What of Eve? Jubilees paints her as actively considering the tree, noting its appeal: "And the woman saw the tree that it was agreeable and pleasant to the eye, and that its fruit was good for food, and she took thereof and ate."

It's not just a moment of weakness, but a deliberate choice, based on what she perceives as desirable. The text emphasizes her agency.

Then comes the pivotal moment, the act that changes everything. "And when she had first covered her shame with fig-leaves, she gave thereof to Adam and he ate."

Notice the order. She covers herself before offering the fruit to Adam. This detail, absent in the Genesis account, highlights Eve's initial understanding of her changed state. She feels shame and acts to conceal herself, then shares the fruit with Adam. It's a sequence that suggests awareness and perhaps even a degree of calculation.

And finally: "and his eyes were opened, and he saw that he was naked. And he took fig-leaves and sewed (them) together, and made an apron for himself, and covered his shame." Adam experiences the same awakening, the same sense of vulnerability, and takes the same action: covering his nakedness.

The act of sewing fig leaves into an apron… it's such a human response, isn't it? A primal attempt to regain control, to hide from something they now understand as shameful. It's a powerful image of innocence lost, of the dawn of self-consciousness.

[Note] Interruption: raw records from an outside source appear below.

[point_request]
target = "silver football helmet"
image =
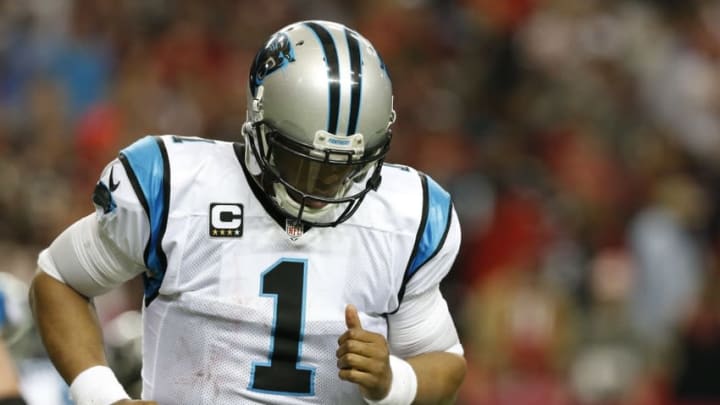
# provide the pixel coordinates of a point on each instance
(318, 121)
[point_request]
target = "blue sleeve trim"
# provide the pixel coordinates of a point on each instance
(3, 311)
(436, 222)
(147, 165)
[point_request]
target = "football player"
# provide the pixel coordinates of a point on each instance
(294, 267)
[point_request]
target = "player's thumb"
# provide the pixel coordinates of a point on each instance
(352, 319)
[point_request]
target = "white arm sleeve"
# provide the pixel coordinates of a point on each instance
(423, 324)
(86, 260)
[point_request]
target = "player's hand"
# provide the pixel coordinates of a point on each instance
(364, 358)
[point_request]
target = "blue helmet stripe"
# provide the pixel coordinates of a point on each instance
(331, 58)
(356, 79)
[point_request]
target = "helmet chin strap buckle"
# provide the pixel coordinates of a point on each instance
(355, 144)
(294, 228)
(256, 105)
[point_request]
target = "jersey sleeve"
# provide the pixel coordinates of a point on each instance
(437, 242)
(119, 212)
(124, 236)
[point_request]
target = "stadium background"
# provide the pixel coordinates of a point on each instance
(581, 141)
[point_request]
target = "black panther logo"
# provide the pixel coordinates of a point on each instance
(276, 53)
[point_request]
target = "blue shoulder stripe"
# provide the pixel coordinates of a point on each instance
(146, 163)
(435, 224)
(432, 232)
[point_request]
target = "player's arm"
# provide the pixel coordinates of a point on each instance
(424, 335)
(422, 360)
(9, 384)
(80, 264)
(426, 365)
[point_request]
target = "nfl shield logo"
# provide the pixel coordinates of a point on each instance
(293, 228)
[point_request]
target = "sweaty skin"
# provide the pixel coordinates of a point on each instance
(363, 358)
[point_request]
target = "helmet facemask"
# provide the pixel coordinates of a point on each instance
(321, 184)
(318, 122)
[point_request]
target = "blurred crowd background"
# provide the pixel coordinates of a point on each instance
(580, 140)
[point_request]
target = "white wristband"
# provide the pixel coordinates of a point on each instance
(404, 384)
(97, 385)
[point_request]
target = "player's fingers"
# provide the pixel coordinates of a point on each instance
(352, 319)
(378, 350)
(362, 378)
(359, 362)
(360, 335)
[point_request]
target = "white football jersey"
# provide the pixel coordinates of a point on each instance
(237, 311)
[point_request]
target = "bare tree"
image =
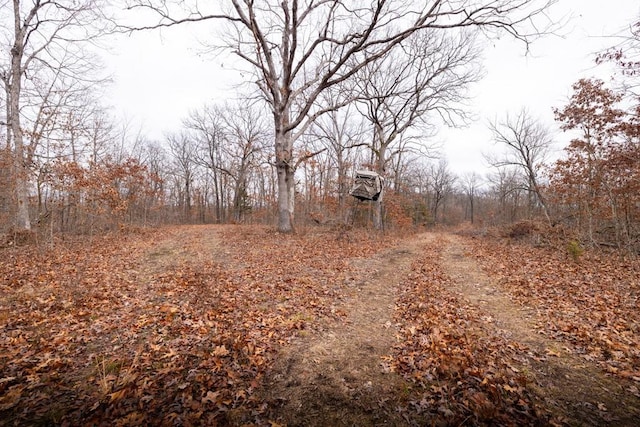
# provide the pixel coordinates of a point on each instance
(442, 182)
(470, 184)
(341, 133)
(182, 150)
(527, 144)
(298, 49)
(43, 37)
(424, 76)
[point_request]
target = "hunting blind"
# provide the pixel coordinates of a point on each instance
(367, 185)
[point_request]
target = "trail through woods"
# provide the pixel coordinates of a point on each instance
(233, 325)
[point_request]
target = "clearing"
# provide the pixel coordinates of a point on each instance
(233, 325)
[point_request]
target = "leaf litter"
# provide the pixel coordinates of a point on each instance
(193, 325)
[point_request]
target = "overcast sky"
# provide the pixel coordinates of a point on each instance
(159, 77)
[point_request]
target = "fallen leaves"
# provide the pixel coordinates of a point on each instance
(170, 326)
(462, 369)
(592, 305)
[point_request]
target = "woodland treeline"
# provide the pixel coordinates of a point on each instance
(69, 167)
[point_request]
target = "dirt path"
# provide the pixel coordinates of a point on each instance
(573, 388)
(339, 377)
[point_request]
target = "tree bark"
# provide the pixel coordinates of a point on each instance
(21, 167)
(286, 183)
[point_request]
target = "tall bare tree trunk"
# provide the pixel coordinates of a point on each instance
(286, 183)
(21, 167)
(378, 206)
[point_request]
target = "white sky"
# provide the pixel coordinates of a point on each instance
(159, 77)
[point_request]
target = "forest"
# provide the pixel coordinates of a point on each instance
(227, 275)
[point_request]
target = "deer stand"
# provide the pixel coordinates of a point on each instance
(367, 186)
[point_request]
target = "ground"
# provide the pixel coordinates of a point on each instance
(235, 325)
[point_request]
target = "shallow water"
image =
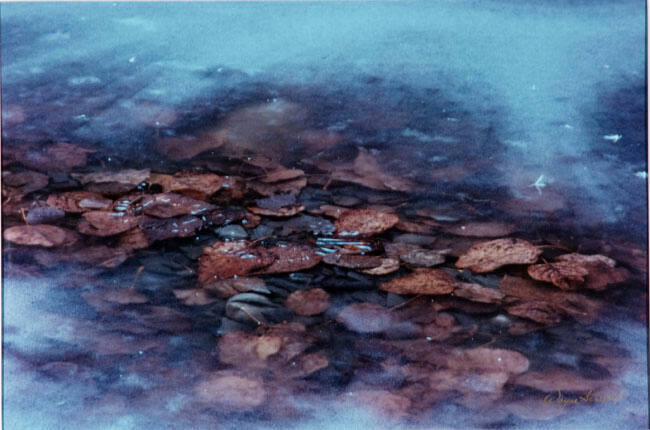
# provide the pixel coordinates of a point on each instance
(527, 113)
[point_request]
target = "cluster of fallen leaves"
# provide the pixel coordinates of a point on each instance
(101, 218)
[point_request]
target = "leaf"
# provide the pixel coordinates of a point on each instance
(231, 393)
(40, 235)
(352, 261)
(424, 257)
(44, 215)
(364, 222)
(388, 265)
(223, 260)
(601, 270)
(488, 256)
(478, 293)
(482, 229)
(562, 274)
(281, 212)
(99, 223)
(79, 201)
(167, 205)
(196, 185)
(290, 258)
(233, 286)
(422, 281)
(308, 302)
(366, 318)
(161, 229)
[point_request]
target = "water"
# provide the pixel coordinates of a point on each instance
(537, 105)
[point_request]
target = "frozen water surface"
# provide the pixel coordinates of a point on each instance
(524, 112)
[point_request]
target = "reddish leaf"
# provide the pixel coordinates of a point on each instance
(167, 205)
(562, 274)
(79, 201)
(291, 258)
(230, 287)
(488, 256)
(99, 223)
(364, 222)
(40, 235)
(422, 281)
(308, 302)
(366, 318)
(196, 185)
(352, 261)
(223, 260)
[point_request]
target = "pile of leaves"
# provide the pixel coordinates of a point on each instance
(287, 258)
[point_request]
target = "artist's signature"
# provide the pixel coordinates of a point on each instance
(588, 397)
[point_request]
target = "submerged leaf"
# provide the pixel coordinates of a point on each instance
(40, 235)
(364, 222)
(488, 256)
(422, 281)
(308, 302)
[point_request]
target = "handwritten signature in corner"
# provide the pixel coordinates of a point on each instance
(588, 397)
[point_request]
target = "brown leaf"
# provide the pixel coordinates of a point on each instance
(133, 239)
(79, 201)
(223, 260)
(364, 222)
(366, 318)
(290, 258)
(492, 359)
(100, 223)
(388, 265)
(562, 274)
(422, 281)
(233, 286)
(305, 365)
(40, 235)
(60, 157)
(167, 205)
(280, 212)
(488, 256)
(161, 229)
(352, 261)
(578, 306)
(292, 186)
(478, 293)
(308, 302)
(424, 257)
(231, 393)
(196, 185)
(194, 297)
(482, 229)
(601, 270)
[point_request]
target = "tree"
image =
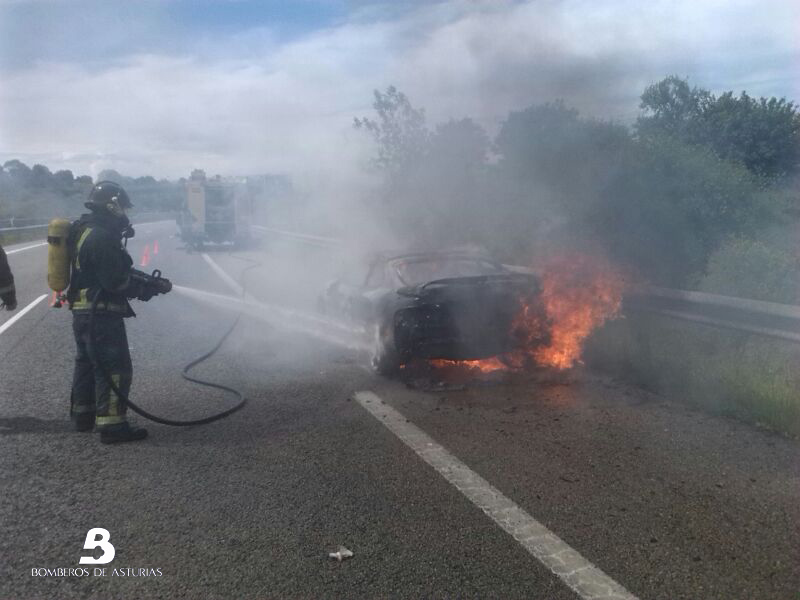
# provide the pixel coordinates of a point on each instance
(672, 107)
(762, 134)
(399, 131)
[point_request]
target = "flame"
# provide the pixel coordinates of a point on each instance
(483, 365)
(579, 293)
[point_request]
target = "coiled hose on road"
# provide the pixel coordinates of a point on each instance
(184, 373)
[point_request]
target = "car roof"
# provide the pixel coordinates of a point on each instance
(420, 256)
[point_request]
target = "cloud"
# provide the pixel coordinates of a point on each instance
(247, 102)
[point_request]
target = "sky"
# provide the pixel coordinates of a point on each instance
(236, 87)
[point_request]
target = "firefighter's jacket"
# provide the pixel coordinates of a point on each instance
(6, 278)
(100, 264)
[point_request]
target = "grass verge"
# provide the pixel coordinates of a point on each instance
(748, 377)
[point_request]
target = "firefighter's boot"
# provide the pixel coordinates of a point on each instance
(83, 421)
(122, 433)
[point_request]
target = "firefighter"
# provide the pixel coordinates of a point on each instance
(8, 293)
(101, 265)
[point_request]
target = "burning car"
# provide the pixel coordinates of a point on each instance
(441, 305)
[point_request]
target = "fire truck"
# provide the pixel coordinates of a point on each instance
(215, 211)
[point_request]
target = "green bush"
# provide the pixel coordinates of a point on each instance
(753, 269)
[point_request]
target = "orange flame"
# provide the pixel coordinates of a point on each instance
(483, 365)
(579, 293)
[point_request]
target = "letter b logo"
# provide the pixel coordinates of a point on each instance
(98, 538)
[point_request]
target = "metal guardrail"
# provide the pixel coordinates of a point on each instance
(770, 319)
(42, 224)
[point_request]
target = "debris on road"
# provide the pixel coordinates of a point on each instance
(340, 554)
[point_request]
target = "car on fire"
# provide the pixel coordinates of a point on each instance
(451, 305)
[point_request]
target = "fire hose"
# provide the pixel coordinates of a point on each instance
(160, 285)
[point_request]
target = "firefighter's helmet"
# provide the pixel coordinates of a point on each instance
(107, 195)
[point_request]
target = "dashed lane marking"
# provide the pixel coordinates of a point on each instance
(579, 574)
(21, 314)
(15, 250)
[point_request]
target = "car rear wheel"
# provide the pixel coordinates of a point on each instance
(385, 360)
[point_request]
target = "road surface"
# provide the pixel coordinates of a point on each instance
(481, 492)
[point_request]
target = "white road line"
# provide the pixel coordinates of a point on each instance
(21, 313)
(579, 574)
(26, 248)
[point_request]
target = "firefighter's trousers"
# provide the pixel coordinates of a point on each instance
(90, 390)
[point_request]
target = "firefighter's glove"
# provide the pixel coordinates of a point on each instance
(9, 300)
(146, 293)
(139, 290)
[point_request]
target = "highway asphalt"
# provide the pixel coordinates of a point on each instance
(664, 501)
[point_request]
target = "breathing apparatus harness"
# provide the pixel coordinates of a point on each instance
(59, 238)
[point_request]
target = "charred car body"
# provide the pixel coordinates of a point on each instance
(441, 305)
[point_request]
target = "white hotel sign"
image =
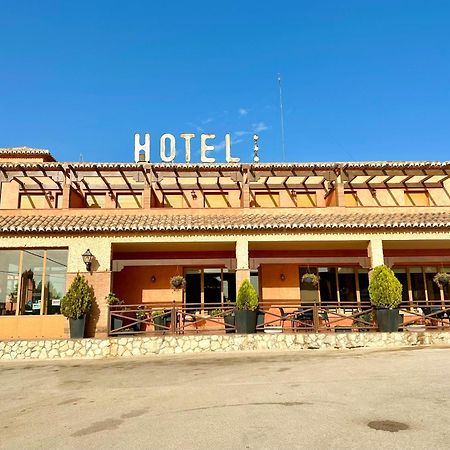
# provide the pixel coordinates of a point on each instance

So, what does this all mean? The Book of Jubilees, by adding these details, invites us to delve deeper into the familiar narrative. It encourages us to consider the motivations, the choices, and the consequences of that fateful act in the Garden. It reminds us that even the most well-known stories have hidden layers, waiting to be uncovered. And maybe, just maybe, understanding those layers can help us better understand ourselves.